And with the objects of the dearer care,83
The parting gifts of the old soil are home;
Soon Tusca's grape hangs flushing in the air,
And the glebe ripples with the golden corn;
Gleams on grey slopes the olive's silvery tree,
In her lone Alpine child,—far Fiesolè
Revives—reblooms, but under happier stars!84
Age rolls on age,—upon the antique world
Full many a storm hath graved its thunder scars;
Tombs only speak the Etrurian's language;[9]—hurl'd
To dust the shrines of Naith;[10]—the serpents hiss
On Asia's throne in lorn Persepolis;
The seaweed rots upon the ports of Tyre:85
On Delphi's steep the Pythian's voice is dumb;
Sad Athens leans upon her broken lyre;
From the doom'd East the Bethlem Star hath come;
But Rome an empire from an empire's loss
Gains in the god Rome yielded to the Cross!
And here, as in a crypt, the miser Time,86
Hoards, from all else, embedded in the stone,
One eldest treasure—fresh as when, sublime
O'er gods and men, Jove thunder'd from his throne—
The garb, the arts, the creed, the tongue, the same
As when to Tarquin Cuma's sibyl came.
The soil's first fathers, with elaborate hands,87
Had closed the rocky portals of the place;
No egress opens to unhappier lands:
As tree on tree, so race succeeds to race,
From sleep the passions no temptations draw,
And strife bows childlike to the patriarch's law;
Lull'd was ambition; each soft lot was cast;88
Gold had no use; with war expired renown;
From priest to priest mysterious reverence past;
From king to king the mild Saturnian crown:
Like dews, the rest came harmless into birth;
Like dews exhaling—after gladd'ning earth.
Not wholly dead, indeed, the love of praise—89
When can that warmth from heaven forsake the heart?

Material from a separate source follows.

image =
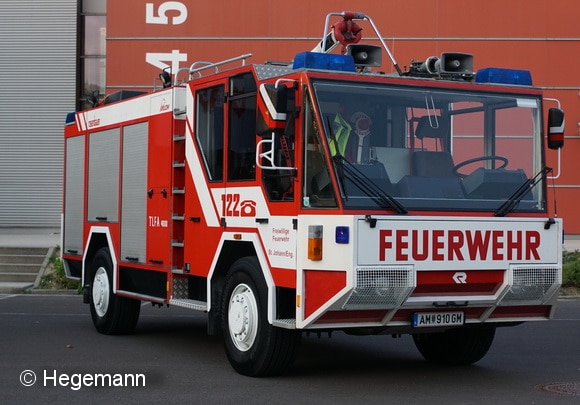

The Hister's[11] lyre still thrill'd with Camsee's lays,
Still urn and statue caught the Arretian art,
And hands, least skill'd, found leisure still to cull
Some flowers, in offering to the Beautiful.
Hence the whole vale one garden of delight;90
Hence every home a temple for the Grace:
Who worships Nature finds in Art the rite;
And Beauty grows the Genius of the Place.
Enough this record of the happy land:
Whom watch, whom wait ye for, O lovely band?
Listen awhile!—The strength of that soft state,91
The arch's key-stones, are the priest and king;
To guard all power inviolate from debate,
To curb all impulse, or direct its wing,
In antique forms to mould from childhood all;—
This guards more strongly than the Alpine wall.
The regal chief might wed as choice inclined,92
Not so the daughters sprung from his embrace,
Law, strong as caste, their nuptial rite confined
To the pure circle of the Lartian race;
Hence with more awe the kingly house was view'd,
Hence nipp'd ambition bore no rival feud.